A rotor is a diatomic-molecule shaped body which is a special case of a symmetric top where $$I_1 = 0$$, and $$I_2 = I_3$$. The rotation of a rotor is perpendicular to the symmetry axis since the rotational energy and angular momentum about the symmetry axis are zero because the principal moment of inertia about the symmetry axis is zero.

### Asymmetric Top: $$I_1 \neq I_2 \neq I_3$$

A body where all three principal moments of inertia are distinct, $$I_1 \neq I_2 \neq I_3$$, is called an asymmetric top. Some molecules, and nuclei have asymmetric, triaxially-deformed, shapes.

## Orthogonality of principal axes

The body-fixed principal axes comprise an orthogonal set, for which the vectors $$\mathbf{L}$$ and $$\boldsymbol{\omega}$$ are simply related. Components of $$\mathbf{L}$$ and $$\boldsymbol{\omega}$$ can be taken along the three body-fixed axes denoted by $$i$$. Thus for the $$m^{th}$$ principal moment $$I_m$$

$L_{im} = I_m\omega_{im}$

Written in terms of the inertia tensor

$L_{im} = \sum^3_k I_{ik} \omega_{km} = I_{m}\omega_{im} \label{13.47}$

Similarly the $$n^{th}$$ principal moment can be written as

$L_{kn} = \sum^3_i I_{ki} \omega_{in} = I_n\omega_{kn} \label{13.48}$

Multiply the Equation \ref{13.47} by $$\omega_{in}$$ and sum over $$i$$ gives

$\sum_{i,k} I_{ik} \omega_{km}\omega_{in} = \sum_i I_{mm}\omega_{im}\omega_{in}$

Similarly multiplying Equation \ref{13.48} by $$\omega_{km}$$ and summing over $$k$$ gives

$\sum_{i,k} I_{ki} \omega_{km}\omega_{in} = \sum_i I_{nn}\omega_{km}\omega_{kn}$

The left-hand sides of these equations are identical since the inertia tensor is symmetric, that is $$I_{ik} = I_{ki}$$. Therefore subtracting these equations gives

$\sum_i I_{mm}\omega_{im}\omega_{in} −\sum_k I_{nn}\omega_{km}\omega_{kn} = 0$

That is

$(I_{mm} − I_{nn}) \sum_k \omega_{km} \omega_{kn} = 0$

or

$(I_{mm} − I_{nn}) \boldsymbol{\omega}_m \cdot \boldsymbol{\omega}_n = 0 \label{13.53}$

If $$I_m \neq I_n$$ then

$\boldsymbol{\omega}_m \cdot \boldsymbol{\omega}_n = 0 \label{13.54}$

which implies that the $$m$$ and $$n$$ principal axes are perpendicular.
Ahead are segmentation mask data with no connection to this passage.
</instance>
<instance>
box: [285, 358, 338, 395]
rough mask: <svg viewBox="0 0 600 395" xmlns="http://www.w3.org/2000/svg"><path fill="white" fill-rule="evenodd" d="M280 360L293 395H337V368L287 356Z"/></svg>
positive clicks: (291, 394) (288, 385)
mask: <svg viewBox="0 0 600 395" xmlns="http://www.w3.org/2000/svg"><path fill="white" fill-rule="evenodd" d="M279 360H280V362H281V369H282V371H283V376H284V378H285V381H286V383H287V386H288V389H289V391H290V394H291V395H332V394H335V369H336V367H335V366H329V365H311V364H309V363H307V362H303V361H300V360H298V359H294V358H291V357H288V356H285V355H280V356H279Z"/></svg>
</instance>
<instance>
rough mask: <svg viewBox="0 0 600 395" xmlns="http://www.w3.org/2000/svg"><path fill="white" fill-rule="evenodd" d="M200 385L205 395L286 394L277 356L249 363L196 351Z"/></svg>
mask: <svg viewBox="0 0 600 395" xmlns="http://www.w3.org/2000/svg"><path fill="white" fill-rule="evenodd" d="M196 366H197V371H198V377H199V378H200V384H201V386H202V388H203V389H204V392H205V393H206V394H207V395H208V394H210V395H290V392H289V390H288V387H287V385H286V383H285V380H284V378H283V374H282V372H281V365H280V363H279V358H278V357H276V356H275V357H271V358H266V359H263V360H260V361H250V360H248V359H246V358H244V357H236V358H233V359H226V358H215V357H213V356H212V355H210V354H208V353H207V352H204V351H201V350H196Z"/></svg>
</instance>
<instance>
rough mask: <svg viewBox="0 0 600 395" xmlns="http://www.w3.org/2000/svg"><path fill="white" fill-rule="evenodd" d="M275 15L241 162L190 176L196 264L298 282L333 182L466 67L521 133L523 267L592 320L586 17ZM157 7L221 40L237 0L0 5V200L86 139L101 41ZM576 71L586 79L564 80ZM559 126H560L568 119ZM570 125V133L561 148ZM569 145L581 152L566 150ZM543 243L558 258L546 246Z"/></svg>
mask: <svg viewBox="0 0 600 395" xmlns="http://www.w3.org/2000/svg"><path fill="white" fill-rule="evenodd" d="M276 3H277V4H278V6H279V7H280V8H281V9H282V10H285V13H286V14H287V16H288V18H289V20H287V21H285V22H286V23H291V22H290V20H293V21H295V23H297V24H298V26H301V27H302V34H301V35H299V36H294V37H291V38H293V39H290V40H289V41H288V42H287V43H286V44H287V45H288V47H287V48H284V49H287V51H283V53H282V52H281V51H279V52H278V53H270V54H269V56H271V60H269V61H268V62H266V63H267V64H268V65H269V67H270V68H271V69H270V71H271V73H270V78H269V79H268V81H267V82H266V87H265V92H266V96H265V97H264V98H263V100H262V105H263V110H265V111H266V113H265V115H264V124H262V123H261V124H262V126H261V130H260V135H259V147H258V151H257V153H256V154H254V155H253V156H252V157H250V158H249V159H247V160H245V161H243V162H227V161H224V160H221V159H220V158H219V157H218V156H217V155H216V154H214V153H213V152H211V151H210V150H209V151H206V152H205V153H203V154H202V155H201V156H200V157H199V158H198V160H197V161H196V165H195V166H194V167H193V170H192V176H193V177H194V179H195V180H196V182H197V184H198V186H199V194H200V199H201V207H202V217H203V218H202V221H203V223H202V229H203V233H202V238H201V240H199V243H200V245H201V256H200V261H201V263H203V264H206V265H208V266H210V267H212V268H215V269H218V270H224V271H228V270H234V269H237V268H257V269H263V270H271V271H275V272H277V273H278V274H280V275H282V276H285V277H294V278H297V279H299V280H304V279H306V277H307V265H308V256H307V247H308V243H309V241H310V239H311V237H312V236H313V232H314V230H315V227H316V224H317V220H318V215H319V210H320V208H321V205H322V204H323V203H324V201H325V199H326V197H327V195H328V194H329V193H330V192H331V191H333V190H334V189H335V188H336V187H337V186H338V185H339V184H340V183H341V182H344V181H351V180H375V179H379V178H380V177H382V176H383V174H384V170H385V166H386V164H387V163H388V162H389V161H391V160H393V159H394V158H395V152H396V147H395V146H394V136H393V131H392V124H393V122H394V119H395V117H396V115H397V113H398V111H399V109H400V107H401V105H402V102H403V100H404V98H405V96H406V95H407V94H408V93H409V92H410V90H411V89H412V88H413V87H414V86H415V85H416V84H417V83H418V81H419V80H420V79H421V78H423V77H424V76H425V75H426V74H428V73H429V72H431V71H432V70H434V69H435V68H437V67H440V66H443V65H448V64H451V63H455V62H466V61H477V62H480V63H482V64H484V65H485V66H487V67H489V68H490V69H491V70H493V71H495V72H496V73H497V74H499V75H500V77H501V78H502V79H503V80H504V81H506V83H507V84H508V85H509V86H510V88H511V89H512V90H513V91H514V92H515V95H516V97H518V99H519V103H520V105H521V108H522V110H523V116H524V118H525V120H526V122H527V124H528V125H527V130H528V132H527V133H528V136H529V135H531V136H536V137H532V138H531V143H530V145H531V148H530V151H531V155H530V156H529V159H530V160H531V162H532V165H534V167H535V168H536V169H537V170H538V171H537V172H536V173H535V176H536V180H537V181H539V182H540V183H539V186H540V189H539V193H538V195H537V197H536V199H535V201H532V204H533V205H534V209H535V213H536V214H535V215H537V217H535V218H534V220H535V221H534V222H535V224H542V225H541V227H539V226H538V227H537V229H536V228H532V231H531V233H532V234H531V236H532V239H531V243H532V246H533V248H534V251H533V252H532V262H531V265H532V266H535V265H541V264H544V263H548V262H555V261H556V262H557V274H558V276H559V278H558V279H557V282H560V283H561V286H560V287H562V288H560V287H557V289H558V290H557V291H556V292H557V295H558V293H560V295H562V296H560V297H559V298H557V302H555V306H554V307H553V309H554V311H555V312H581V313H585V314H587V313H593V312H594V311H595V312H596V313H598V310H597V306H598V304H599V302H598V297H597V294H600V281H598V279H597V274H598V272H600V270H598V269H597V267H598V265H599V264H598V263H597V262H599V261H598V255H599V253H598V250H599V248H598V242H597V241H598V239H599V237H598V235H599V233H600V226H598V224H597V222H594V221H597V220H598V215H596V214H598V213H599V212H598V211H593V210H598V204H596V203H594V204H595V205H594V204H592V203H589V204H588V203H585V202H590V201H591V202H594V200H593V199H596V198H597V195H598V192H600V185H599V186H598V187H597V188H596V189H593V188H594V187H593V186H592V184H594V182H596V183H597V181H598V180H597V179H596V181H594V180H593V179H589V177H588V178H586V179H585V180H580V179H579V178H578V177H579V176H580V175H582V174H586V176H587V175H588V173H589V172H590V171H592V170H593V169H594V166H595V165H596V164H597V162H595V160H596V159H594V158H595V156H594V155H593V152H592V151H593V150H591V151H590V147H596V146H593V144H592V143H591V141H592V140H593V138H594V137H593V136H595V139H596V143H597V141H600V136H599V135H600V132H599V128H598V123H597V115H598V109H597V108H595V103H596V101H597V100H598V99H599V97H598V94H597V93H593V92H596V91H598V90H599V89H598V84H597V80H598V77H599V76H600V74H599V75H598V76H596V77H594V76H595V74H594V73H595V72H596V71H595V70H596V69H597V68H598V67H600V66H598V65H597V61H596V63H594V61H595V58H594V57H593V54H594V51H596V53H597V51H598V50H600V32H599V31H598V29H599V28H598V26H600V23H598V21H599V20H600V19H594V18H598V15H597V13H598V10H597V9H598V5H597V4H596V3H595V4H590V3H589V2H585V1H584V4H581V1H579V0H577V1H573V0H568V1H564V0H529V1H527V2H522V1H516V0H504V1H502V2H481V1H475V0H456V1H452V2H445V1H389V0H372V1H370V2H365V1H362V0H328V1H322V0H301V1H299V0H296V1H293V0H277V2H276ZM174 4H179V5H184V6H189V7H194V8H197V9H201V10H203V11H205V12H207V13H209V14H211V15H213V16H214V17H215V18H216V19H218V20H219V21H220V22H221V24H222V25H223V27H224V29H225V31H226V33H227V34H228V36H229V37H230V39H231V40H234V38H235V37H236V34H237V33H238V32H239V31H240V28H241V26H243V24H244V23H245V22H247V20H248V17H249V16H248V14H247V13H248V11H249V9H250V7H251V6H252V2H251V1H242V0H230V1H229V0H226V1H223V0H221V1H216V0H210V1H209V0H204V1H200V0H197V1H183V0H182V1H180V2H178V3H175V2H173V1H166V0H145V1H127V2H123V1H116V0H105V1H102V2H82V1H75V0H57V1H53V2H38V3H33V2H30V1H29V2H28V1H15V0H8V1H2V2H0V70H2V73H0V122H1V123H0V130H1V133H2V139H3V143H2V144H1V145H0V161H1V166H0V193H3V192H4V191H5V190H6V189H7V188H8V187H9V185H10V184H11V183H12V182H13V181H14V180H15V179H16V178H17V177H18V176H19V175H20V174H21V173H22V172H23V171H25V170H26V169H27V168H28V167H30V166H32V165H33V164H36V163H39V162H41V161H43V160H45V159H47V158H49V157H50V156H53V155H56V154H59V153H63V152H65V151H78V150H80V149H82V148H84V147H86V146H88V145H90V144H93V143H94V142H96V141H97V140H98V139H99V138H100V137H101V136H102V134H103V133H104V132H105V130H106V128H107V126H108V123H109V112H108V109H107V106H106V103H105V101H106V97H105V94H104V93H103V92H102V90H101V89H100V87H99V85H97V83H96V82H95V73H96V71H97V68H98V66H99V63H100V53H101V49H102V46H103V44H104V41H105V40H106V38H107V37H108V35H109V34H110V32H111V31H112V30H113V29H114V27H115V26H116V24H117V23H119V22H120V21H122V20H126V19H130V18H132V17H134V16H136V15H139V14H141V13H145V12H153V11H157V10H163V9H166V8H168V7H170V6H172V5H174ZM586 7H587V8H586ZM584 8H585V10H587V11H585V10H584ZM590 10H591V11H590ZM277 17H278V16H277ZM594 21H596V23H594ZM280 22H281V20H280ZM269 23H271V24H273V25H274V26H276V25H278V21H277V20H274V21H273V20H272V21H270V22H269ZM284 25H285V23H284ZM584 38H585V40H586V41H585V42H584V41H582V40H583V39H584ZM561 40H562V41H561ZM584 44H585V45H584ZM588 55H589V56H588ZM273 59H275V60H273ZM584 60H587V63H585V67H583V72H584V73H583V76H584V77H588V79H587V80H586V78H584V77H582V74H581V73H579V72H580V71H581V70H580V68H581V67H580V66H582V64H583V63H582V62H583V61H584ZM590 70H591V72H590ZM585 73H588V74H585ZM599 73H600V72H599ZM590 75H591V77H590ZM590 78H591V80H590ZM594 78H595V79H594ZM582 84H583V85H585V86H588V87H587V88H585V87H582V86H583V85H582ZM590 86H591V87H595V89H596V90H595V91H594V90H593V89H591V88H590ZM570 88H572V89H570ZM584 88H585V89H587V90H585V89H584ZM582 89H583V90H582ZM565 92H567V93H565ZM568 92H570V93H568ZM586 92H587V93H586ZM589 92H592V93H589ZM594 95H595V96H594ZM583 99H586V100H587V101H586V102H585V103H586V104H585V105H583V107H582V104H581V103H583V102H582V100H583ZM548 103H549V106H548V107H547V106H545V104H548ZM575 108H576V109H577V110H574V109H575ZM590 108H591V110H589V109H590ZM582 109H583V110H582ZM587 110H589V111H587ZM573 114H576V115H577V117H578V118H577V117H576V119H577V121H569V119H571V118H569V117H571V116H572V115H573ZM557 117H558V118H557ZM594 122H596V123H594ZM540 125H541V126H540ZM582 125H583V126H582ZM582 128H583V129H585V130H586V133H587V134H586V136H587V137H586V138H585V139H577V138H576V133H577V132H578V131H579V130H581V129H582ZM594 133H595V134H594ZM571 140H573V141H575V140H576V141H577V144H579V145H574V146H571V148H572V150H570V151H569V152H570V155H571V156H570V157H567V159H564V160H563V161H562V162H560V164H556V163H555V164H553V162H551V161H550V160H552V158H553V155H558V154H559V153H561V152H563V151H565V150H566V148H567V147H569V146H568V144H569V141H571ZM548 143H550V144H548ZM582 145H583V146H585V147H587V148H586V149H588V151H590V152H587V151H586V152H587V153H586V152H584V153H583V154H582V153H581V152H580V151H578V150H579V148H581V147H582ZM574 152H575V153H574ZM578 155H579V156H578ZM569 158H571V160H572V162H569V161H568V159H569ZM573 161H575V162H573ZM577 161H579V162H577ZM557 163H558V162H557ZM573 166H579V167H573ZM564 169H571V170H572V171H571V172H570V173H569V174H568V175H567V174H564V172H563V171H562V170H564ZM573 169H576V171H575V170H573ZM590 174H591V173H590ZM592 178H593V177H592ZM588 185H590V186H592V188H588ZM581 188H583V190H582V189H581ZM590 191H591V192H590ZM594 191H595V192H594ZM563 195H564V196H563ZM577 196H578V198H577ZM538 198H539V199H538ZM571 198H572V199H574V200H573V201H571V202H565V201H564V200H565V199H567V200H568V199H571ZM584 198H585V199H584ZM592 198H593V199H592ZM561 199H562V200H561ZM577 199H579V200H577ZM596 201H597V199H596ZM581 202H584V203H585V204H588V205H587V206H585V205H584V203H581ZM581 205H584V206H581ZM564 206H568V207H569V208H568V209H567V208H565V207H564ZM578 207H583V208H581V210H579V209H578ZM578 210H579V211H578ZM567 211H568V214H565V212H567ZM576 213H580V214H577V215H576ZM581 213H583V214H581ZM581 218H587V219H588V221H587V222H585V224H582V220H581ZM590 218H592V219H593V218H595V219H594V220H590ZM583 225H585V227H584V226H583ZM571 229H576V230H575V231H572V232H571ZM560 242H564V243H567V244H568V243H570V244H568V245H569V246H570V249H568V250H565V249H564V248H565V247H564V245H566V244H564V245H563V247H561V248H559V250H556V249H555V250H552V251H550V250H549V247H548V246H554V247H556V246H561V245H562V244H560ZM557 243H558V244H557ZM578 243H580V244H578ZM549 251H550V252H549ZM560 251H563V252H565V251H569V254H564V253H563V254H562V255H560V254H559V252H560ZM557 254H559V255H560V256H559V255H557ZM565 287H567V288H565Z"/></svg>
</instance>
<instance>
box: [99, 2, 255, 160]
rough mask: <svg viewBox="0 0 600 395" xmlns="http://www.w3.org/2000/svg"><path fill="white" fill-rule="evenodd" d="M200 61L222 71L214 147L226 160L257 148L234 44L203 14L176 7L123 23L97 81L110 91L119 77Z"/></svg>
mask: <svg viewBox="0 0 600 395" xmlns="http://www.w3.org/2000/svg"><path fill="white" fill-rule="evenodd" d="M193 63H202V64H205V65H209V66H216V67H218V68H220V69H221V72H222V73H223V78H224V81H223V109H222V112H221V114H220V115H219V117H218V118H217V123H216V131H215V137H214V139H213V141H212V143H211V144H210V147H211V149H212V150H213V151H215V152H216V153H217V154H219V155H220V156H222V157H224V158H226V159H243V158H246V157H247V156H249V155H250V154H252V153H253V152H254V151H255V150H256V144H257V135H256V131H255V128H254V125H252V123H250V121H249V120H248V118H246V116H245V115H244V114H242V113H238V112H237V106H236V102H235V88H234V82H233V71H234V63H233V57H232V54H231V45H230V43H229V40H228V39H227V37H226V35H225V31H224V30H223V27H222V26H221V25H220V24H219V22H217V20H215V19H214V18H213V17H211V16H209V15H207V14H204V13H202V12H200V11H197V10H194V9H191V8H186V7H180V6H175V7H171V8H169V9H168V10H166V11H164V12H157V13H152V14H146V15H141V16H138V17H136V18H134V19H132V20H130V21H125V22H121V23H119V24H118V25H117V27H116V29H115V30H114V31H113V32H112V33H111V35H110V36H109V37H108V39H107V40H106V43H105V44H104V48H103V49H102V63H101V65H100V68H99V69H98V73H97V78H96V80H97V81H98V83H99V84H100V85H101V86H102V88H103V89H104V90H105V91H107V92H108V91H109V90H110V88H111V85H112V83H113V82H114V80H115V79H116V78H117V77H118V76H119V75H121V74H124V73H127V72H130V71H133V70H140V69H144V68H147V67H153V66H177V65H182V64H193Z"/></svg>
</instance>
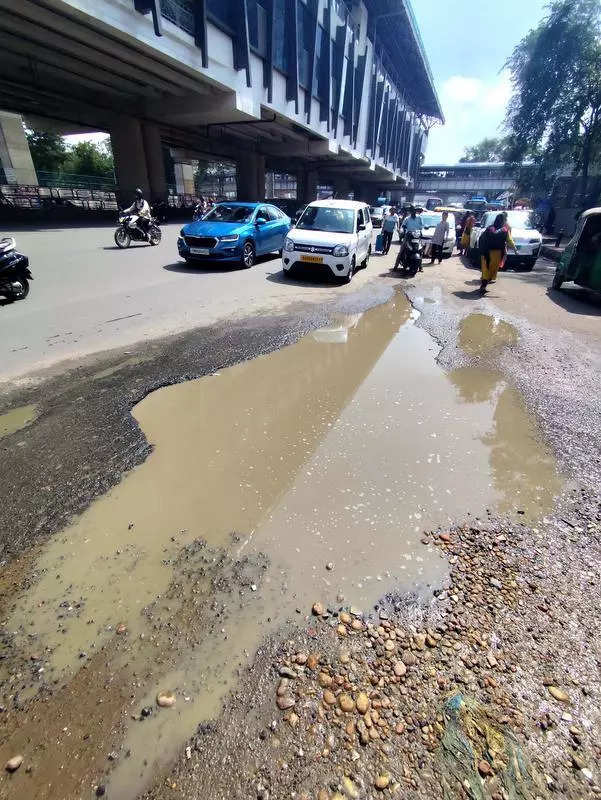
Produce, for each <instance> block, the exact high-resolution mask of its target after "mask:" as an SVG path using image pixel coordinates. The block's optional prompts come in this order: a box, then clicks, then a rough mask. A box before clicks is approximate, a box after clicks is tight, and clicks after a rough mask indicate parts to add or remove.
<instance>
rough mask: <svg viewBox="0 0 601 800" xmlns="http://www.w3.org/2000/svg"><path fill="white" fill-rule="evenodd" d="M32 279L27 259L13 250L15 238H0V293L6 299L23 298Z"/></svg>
mask: <svg viewBox="0 0 601 800" xmlns="http://www.w3.org/2000/svg"><path fill="white" fill-rule="evenodd" d="M32 280H33V275H32V274H31V272H30V271H29V259H28V258H27V256H24V255H23V254H22V253H18V252H17V251H16V250H15V240H14V239H13V238H12V237H7V238H5V239H0V295H4V297H6V298H7V299H8V300H24V299H25V298H26V297H27V295H28V294H29V281H32Z"/></svg>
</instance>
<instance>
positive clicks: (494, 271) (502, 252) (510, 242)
mask: <svg viewBox="0 0 601 800" xmlns="http://www.w3.org/2000/svg"><path fill="white" fill-rule="evenodd" d="M508 247H510V248H511V249H512V250H514V251H515V250H516V247H515V244H514V242H513V239H512V238H511V231H510V229H509V226H508V225H507V221H506V216H505V214H497V216H496V217H495V221H494V222H493V224H492V225H490V226H489V227H488V228H487V229H486V230H485V231H484V233H483V234H482V235H481V236H480V241H479V242H478V248H479V250H480V253H481V255H480V267H481V269H482V280H481V282H480V291H481V292H482V294H484V293H485V292H486V287H487V286H488V284H489V283H490V281H495V280H496V279H497V273H498V271H499V270H500V269H503V267H504V266H505V258H506V256H507V248H508ZM516 252H517V251H516Z"/></svg>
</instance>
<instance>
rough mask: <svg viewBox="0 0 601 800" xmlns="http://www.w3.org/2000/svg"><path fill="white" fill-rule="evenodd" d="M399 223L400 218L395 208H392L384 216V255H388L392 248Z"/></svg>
mask: <svg viewBox="0 0 601 800" xmlns="http://www.w3.org/2000/svg"><path fill="white" fill-rule="evenodd" d="M398 224H399V218H398V216H397V213H396V211H395V210H394V208H391V209H390V211H389V213H388V214H386V216H385V217H384V221H383V222H382V237H383V242H382V255H386V254H387V253H388V251H389V250H390V245H391V244H392V237H393V235H394V232H395V230H396V229H397V227H398Z"/></svg>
However, if $$I_{mm} = I_{nn}$$ then Equation \ref{13.53} does not require that $$\boldsymbol{\omega}_m \cdot \boldsymbol{\omega}_n = 0$$, that is, these axes are not necessarily perpendicular, but, with no loss of generality, these two axes can be chosen to be perpendicular with any orientation in the plane perpendicular to the symmetry axis.

1. Summarizing the above discussion, the inertia tensor has the following properties.
2. Diagonalization may be accomplished by an appropriate rotation of the axes in the body.
3. The principal moments (eigenvalues) and principal axes (eigenvectors) are obtained as roots of the secular determinant and are real.
4. The principal axes (eigenvectors) are real and orthogonal.
5. For a symmetric top with two identical principal moments of inertia, any orientation of two orthogonal axes perpendicular to the symmetry axis are satisfactory eigenvectors.
6. For a spherical top with three identical principal moment of inertia, the principal axes system can have any orientation with respect to the origin.